For younger residents who might be new to city life, don’t intend to spend decades in one apartment, and have comfortable financial means, these little indicators of change can be appealing, especially since they often coincide with enticing amenities like common spaces and in-building gyms. “The [gentrification font meme] is a great example that something as simple as a [typeface] can influence a person moving into an ‘up and coming’ area,” Angulo said.

Despite the initial irony he highlighted between the use of Neutraface and Neutra’s ethos, Crisman thinks that irony actually falls in line with the trajectory of Neutra’s work. “While his philosophy was that design should be for all, his clients were more often than not wealthy benefactors,” Crisman said, “much like the same ones who can afford today’s homes featuring the gentrification font.”

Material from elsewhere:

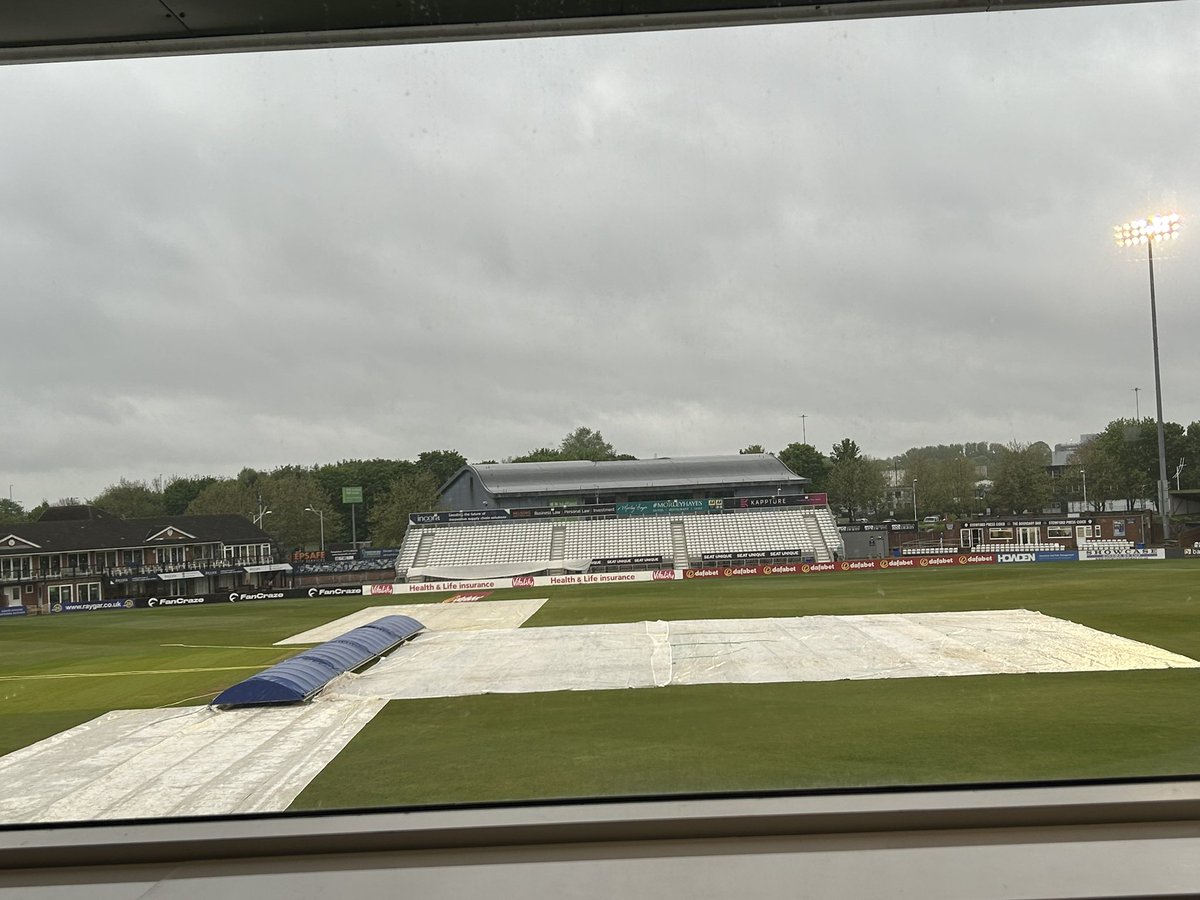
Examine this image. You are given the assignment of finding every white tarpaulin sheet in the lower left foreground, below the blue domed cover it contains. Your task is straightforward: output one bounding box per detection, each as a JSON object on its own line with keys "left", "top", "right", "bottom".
{"left": 0, "top": 698, "right": 385, "bottom": 823}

There could be a simpler explanation for the prevalence of the gentrification font: that it’s not just the go-to design for buildings in gentrifying areas, but the one that’s in style everywhere. The number style referred to as the gentrification font can, in fact, be found on homes even in non-gentrifying areas, as Berglund pointed out.

The same might go for all of those design elements called the “gentrification” whatever: they could just be the look of new construction. As HuffPost reporter Michael Hobbes wrote in a Twitter thread in August, “A lot of low-income housing looks like cheesy upscale condos because everything that gets built now a) has to comply with deranged, hyper-specific municipal design codes, b) is made of cheap materials.” To Hobbes, the “outsides of the buildings don’t have to change” in order for rents to rise, forcing lower-income families out while more affluent tenants move in.

In any case, a piece of advice Schwartz often gives students is that if you don’t like surprises, then you shouldn’t become a type designer. Once a design goes into the world, it’s just a piece of material for people to work with; still, one of his favorite things about the profession is the unexpected places where his work pops up. “I mean, I’m not necessarily delighted that Neutraface has become the de facto voice of gentrification,” Schwartz said with a laugh. “But I enjoy having had some impact on what visual culture looks like now.